I was teaching my writing workshop at the big table in the dining room Saturday morning, and in the middle of yet another talk about the need for writers to be honest and authentic and to show their vulnerability. Honest writing is good writing, I said, and a true writer must, I preached, be willing to acknowledge the worst things about him or herself, to own his or her stories.
It was always hard for me, as it is for many writers, to show my vulnerability, and I got a lesson in that this morning. I began to feel sick in the class, I started to sweat and feel nauseous. I am on some new medications, and once in a while, new medications mix with one another in a toxic way, and I get sick.
In the midst of my vulnerability talk, what did I do? Did I say I wasn’t feeling well? Did I ask the class to go home, they would surely have understood, they are a decent and empathetic bunch. I could even have told my doctor, who was at the table, that I wasn’t feeling well, she would have been happy to help me.
I did none of those things. I excused myself for a few minutes and went into the bathroom where I threw up in the sink. I was mildly panicked about this.
Maria was out walking in the woods, and the sink was a mess. I shouted out to the class that I would be a few minutes, and a couple of them – there is a nurse in the class also – asked if I was okay. Sure, I said, I’m fine, just be a minute.
I had managed to stop up the drain in the sink, and there was quite a mess in there, I finally got the drain open, the sink drained, and I went and got some paper towels and spray and cleaned the sink up. Then I went and resumed the class, and the same thing happened, at least twice.
By the end of the two-hour class, which I ran while taking deep breaths and sweating, I was losing ground, I did manage to let people go about 15 minutes early.
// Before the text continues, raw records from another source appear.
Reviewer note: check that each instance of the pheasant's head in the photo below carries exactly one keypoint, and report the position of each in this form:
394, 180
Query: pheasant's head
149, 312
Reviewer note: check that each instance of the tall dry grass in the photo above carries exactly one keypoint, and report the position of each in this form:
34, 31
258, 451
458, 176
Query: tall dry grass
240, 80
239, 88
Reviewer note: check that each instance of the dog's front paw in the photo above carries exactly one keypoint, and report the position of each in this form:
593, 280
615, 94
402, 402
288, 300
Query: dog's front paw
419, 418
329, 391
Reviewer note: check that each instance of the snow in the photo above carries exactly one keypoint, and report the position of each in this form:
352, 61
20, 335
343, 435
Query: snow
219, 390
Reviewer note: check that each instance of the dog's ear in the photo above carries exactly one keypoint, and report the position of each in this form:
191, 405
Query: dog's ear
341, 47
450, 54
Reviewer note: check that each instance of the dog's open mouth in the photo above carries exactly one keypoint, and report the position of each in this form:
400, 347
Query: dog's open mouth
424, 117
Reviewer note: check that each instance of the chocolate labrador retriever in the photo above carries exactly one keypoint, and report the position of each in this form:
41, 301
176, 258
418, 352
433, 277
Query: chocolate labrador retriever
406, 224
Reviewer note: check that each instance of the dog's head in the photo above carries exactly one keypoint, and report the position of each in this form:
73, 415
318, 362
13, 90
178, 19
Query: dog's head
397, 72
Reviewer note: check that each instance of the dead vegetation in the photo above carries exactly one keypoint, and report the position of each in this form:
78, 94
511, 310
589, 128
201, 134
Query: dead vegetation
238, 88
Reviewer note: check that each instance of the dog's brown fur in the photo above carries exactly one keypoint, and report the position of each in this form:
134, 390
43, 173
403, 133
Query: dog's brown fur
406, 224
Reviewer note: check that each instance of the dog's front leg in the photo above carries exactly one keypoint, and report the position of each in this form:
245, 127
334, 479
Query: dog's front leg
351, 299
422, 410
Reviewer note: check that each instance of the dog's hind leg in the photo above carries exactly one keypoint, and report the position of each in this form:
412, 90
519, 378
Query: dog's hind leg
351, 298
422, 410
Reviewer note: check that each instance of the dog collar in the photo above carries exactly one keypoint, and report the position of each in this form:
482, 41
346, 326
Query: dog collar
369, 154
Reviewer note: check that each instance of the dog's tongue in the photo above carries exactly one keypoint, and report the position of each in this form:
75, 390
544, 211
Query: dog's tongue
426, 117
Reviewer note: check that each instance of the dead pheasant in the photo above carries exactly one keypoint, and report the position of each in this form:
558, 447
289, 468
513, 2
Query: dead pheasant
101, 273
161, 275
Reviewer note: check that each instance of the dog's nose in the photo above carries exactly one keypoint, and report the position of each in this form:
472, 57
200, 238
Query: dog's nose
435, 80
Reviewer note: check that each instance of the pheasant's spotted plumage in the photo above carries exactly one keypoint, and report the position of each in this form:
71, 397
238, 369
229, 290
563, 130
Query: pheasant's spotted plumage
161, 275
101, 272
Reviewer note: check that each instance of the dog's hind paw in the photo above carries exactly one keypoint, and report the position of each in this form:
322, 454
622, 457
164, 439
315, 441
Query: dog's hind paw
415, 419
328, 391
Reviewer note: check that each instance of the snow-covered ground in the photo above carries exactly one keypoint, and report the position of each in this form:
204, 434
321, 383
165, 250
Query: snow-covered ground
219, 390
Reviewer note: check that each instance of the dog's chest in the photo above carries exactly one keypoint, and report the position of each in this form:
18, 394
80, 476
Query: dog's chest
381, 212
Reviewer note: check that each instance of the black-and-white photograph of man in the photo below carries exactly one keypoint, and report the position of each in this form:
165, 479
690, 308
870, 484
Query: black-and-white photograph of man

Because I am a diabetic and also someone with heart disease, not being able to eat, vomiting food for a day or night poses special challenges, there is a great danger both of low blood sugar and also of dehydration, which can get serious for me.
There is a lot of balancing and monitoring going on. Maria came home, took a look at me, and took over. I have no trouble opening up my heart to her.
I lay down after the class and didn’t move all day, except to learn again and again that I cannot hold food down. We cancelled a trip to the Dorset Theater Festival Saturday night, they kindly said we can go on Sunday. I hope I can make it, I am still sick and unable to hold any food down.
I learned, of course, that I must practice what I preach. That is not always easy.
Showing vulnerability is not just a lesson in writing class, it is, in my mind, essential to being a spiritual and fully formed adult human being. Thinking back on it, I couldn’t bear for my students to see me sick and sweating and unable to keep any food down, which is to say vomiting again and again. Even though they show their vulnerability to me over and over again, i couldn’t show them mine.
Several of them messaged me right a way after the class and asked if I was okay. Sure, I said, I’m fine. My friend Jackie, the nurse, came into the living room after the class to ask if I was all right. She knows the danger of dehydration for diabetics.
Maria is asleep now and I snuck downstairs to write this, and got sick again.
I must be on the mend of I can write about it.
I still can’t keep any food down and I’m taking a bunch of diabetic paraphernalia up to bed – meters, strips, glucose tablets, bottled water – upstairs in case I need them.
The point of all this is not my temporary sickness – I will be okay shortly, this has happened before, there is no need to wish me a speedy recovery, I’m on it.
The point of this that we need to own our stories, writers or non-writers (especially writers.) Telling my class I was sick would have been embarrassing and awkward – no teacher wants to do that – but not nearly as difficult as hiding our stories or running from them. I spent much of a lifetime doing that. Under pressure, I see I can revert to form. Ego is a powerful force in one’s life.
Rather than give the class the chance to help me and understand me, I shut them out of it and reverted to denial and the preservation of a false facade. I didn’t take my own advice. Did I think they would all quit the class if I was too human?
“Only when we are brave enough to explore the darkness will we discover the infinite power of our light,” wrote Brene Brown.
I don’t need to be a Superhero to be a teacher. I don’t need to be invincible. Human beings are material things, easily torn, not always easily mended.
I tell my writing students all the time that when people open their hearts, and let people in, their writing will get better, and they will get better. For many of them, that is happening.
This is what I do on my blog, I open my heart and tell my story. It makes me better. It’s what I should have done today.
I think some of the best lessons in my life have come from my own many failings..
Big lesson, brave man! I’m still learning to be oprn, and mostly failing.
Hang in there…
My brother, who like I is dyslexic, sent me the following “smile for the day.”
What’s the definition of a dyslexic agnostic insomniac?….”Someone who stays up all night wondering if there really is a dog?”
BTW, both my brother and I have dyslexia. Glad that you are feeling better.